Label: Accession, Metropolis
Release date: June 12, 2012
By: Fredrik Schlatta Wik
It has been 3 years since American Tom Shear, Assemblage 23, gave us “Compass.” and many with me have been awaiting the new album. For me the most eager question on my mind has been; what direction will he take? The answer is presented on “Bruise”, an album featuring 10 new tracks and if I were to choose one single word to describe the album, it would be evolved synthpop (OK 2 words then!). The second, oh third, word would be intelligent.
The first track, “Crosstalk”, sets the tone for the whole album straight away, with brilliant arpeggios and falling chorus, pumping basslines and some weird muted intro samples. It is obvious that Tom has improved his vocals, especially the layering of vocal melodies, and the programming and production sounds immaculate to me. The second song “The Last Mistake” continues down the same path; melodic arpeggios, looming pads and strings on top of a dance beat with well-written lyrics, but oh why the cymbal crashes – superfluous. The lyrics on “Bruise” deals with life and relationships and what could have been, at least for me. It is very thoughtful observations of the world and quite personal at times.
Next up is the track “Over & out”, which features an almost rock-like drum sound and melodic structure reminding me of pure pop artists like Pet Shop Boys and Moby even. The fourth track is “The Noise Inside My Head” which is the first track to really blast out the obvious heritage of earlier pioneering futurepop, with a fantastic hook and chorus melody. The layered vocals are beautiful; it is probably my favourite track on the album, today at least.
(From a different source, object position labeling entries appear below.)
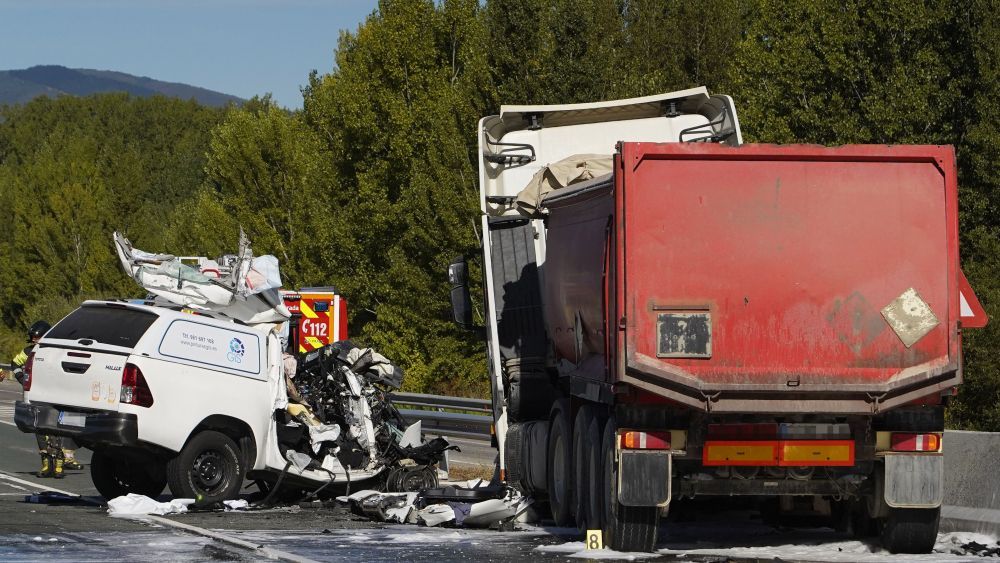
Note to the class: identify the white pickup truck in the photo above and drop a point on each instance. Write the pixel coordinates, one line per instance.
(188, 389)
(164, 395)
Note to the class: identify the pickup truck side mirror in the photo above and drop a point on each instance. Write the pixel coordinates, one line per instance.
(461, 302)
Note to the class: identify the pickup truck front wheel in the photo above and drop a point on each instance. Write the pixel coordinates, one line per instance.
(209, 469)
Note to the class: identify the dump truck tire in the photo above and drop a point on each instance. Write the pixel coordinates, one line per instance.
(911, 530)
(594, 456)
(559, 458)
(514, 456)
(626, 528)
(581, 478)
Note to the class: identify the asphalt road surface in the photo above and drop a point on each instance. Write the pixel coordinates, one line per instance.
(79, 529)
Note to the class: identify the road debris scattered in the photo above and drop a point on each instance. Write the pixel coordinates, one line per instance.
(473, 504)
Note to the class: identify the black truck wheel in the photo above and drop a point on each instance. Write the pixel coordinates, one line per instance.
(559, 458)
(626, 528)
(116, 476)
(513, 451)
(911, 530)
(594, 456)
(581, 479)
(209, 469)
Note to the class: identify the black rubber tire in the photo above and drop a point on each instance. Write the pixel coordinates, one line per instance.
(513, 450)
(115, 476)
(558, 461)
(594, 502)
(534, 456)
(911, 530)
(581, 479)
(209, 469)
(626, 528)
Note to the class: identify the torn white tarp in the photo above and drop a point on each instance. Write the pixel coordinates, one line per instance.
(323, 433)
(141, 505)
(242, 287)
(570, 170)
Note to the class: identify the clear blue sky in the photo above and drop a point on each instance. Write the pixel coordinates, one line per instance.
(238, 47)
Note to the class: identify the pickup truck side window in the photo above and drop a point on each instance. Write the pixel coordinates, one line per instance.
(107, 325)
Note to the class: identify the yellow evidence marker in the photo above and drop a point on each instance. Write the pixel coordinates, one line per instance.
(595, 539)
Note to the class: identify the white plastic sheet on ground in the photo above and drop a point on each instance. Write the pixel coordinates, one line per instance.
(757, 541)
(141, 505)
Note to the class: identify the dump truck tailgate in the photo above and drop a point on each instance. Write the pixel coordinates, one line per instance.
(755, 276)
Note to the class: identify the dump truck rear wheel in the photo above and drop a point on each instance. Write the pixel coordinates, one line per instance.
(560, 475)
(911, 530)
(626, 528)
(593, 454)
(514, 456)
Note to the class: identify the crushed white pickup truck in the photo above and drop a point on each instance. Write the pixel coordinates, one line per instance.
(189, 388)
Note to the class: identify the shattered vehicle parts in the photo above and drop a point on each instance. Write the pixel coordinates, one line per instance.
(491, 505)
(240, 286)
(345, 421)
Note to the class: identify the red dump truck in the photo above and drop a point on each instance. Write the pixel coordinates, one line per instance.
(671, 313)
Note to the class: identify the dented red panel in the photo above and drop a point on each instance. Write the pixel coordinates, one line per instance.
(801, 269)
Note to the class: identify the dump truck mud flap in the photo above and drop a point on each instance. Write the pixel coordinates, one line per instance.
(644, 478)
(914, 481)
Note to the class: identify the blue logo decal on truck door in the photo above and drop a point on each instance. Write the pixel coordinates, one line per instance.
(236, 351)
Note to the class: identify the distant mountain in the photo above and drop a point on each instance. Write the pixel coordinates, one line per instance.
(20, 86)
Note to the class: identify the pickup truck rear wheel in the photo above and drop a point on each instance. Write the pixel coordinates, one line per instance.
(209, 469)
(626, 528)
(116, 476)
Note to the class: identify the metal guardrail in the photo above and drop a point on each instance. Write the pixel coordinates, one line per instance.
(438, 415)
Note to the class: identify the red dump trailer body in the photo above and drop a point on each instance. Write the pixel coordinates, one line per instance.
(824, 279)
(715, 318)
(764, 278)
(755, 320)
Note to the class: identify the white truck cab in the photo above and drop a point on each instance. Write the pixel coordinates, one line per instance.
(165, 394)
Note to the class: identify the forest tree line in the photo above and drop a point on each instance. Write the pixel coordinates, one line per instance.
(371, 187)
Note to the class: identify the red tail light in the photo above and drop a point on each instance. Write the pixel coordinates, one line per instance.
(633, 440)
(135, 391)
(915, 442)
(26, 383)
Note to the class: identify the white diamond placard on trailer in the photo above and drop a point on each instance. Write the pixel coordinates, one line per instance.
(973, 314)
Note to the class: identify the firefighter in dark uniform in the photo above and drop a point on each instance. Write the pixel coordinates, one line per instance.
(57, 452)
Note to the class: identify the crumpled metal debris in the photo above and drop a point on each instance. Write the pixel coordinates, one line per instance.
(239, 286)
(485, 505)
(345, 420)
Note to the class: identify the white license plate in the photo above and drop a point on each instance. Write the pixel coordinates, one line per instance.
(72, 419)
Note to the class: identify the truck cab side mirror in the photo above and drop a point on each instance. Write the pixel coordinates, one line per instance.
(461, 302)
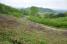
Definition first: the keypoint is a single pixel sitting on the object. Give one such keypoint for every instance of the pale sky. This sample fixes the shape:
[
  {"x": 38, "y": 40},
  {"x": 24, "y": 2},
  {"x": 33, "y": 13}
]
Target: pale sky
[{"x": 53, "y": 4}]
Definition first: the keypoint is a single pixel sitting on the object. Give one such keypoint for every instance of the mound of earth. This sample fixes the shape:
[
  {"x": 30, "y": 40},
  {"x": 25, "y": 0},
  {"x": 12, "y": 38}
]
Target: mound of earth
[{"x": 8, "y": 22}]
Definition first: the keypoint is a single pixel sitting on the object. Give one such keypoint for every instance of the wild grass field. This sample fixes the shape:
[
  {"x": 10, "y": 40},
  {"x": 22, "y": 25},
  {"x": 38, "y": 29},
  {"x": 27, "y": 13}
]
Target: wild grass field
[
  {"x": 22, "y": 27},
  {"x": 56, "y": 22}
]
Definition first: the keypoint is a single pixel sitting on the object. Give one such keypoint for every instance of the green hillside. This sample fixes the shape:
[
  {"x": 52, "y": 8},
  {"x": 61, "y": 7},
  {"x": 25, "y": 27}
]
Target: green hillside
[{"x": 4, "y": 9}]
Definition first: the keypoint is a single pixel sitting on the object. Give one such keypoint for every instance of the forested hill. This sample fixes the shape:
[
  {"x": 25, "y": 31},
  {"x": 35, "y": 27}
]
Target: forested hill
[{"x": 4, "y": 9}]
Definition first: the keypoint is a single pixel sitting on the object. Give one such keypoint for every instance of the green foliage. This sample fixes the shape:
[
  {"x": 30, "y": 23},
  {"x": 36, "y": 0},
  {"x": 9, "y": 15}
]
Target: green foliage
[
  {"x": 4, "y": 9},
  {"x": 57, "y": 22}
]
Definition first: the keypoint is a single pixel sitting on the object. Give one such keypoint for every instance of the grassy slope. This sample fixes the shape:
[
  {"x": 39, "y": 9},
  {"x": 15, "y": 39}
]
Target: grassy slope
[
  {"x": 31, "y": 33},
  {"x": 57, "y": 22}
]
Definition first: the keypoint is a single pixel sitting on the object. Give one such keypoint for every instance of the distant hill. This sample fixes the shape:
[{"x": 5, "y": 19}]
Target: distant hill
[
  {"x": 45, "y": 10},
  {"x": 4, "y": 9}
]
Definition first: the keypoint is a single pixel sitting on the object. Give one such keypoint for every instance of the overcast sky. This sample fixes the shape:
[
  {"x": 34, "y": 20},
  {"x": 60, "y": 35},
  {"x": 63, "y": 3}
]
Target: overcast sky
[{"x": 53, "y": 4}]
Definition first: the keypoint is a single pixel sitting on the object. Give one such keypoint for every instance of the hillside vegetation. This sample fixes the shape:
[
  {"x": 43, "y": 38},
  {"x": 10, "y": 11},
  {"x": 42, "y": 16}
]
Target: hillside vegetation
[
  {"x": 16, "y": 26},
  {"x": 7, "y": 10}
]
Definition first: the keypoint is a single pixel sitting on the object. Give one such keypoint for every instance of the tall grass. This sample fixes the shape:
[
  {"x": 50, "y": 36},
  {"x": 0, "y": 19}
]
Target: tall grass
[{"x": 56, "y": 22}]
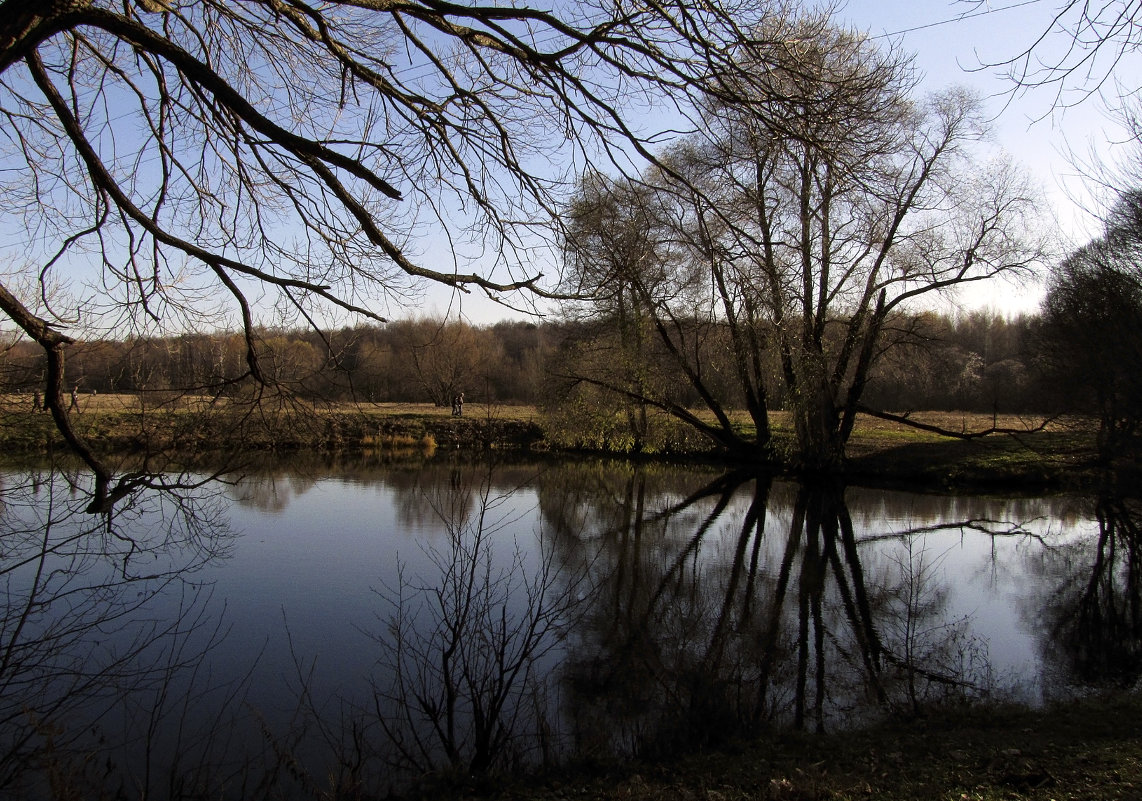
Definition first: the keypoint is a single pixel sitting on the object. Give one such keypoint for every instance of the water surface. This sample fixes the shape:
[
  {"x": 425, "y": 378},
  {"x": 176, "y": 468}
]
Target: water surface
[{"x": 348, "y": 626}]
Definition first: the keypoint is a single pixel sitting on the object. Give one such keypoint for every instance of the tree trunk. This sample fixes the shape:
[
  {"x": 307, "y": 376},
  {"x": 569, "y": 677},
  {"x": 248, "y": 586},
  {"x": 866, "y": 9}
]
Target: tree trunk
[{"x": 820, "y": 446}]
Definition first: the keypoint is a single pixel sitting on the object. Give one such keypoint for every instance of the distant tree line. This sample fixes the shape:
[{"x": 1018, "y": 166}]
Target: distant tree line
[{"x": 976, "y": 361}]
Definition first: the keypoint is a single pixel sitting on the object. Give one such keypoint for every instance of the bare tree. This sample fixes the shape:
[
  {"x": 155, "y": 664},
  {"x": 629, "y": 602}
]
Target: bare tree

“Outsider” starts with a weird the Cure-ish bass/guitar sound with sad New Order-ish melodies on top and develops into a slower history of not being seen. Next track is “Darkflow”, if one were to continue describing songs by other band references; this would be the Nitzer Ebb track, at least for the bass and for the verse it is more Front 242 while the chorus contains remnants of Covenant. In “Automation” the vocals are automated and digitized, no vocoder I think, again it reminds me of Covenant. OK, enough with references to other bands.
Track 8, “The Other Side of the Wall”, and track 9 “Talk Me Down” confuses me in a way. To me they are very similar, to the point that lyrics aside, they could be the same song, one being a remix. It is even more peculiar that they are not separated on the album. OK, they are not the same tempo and probably not the same key, but the melody and way Tom sings are very similar. Not that we haven’t heard this type of verse melody before, but hey if it works… This is probably my only concern with the album.
The chorus and break of “Talk to Me” is brilliant however, if it doesn’t make you want to get up and dance you are either deaf or dead. The slower “Otherness” is the last track on the album; it is about the frailty of being human and not being perfect. It is a beautiful ending to a great album; I really like the way Assemblage 23 has evolved. “Bruise” is an album where, melodies, layered vocals, and basslines are allowed to take up more space than on previous albums, all wrapped up in intricate production. I wish Tom would teach others how to mix an album, also kudos to the mastering engineer for not compressing the shit out of the album; it still has nice dynamics despite being very danceable. There you go, it can be done. The futurepop elements are still there constantly lurking in the background and sometimes surfacing of course. But merged with improved vocals and intelligently designed melodies, interesting sound landscapes and hooks it is quite an enjoyable journey through the entire album.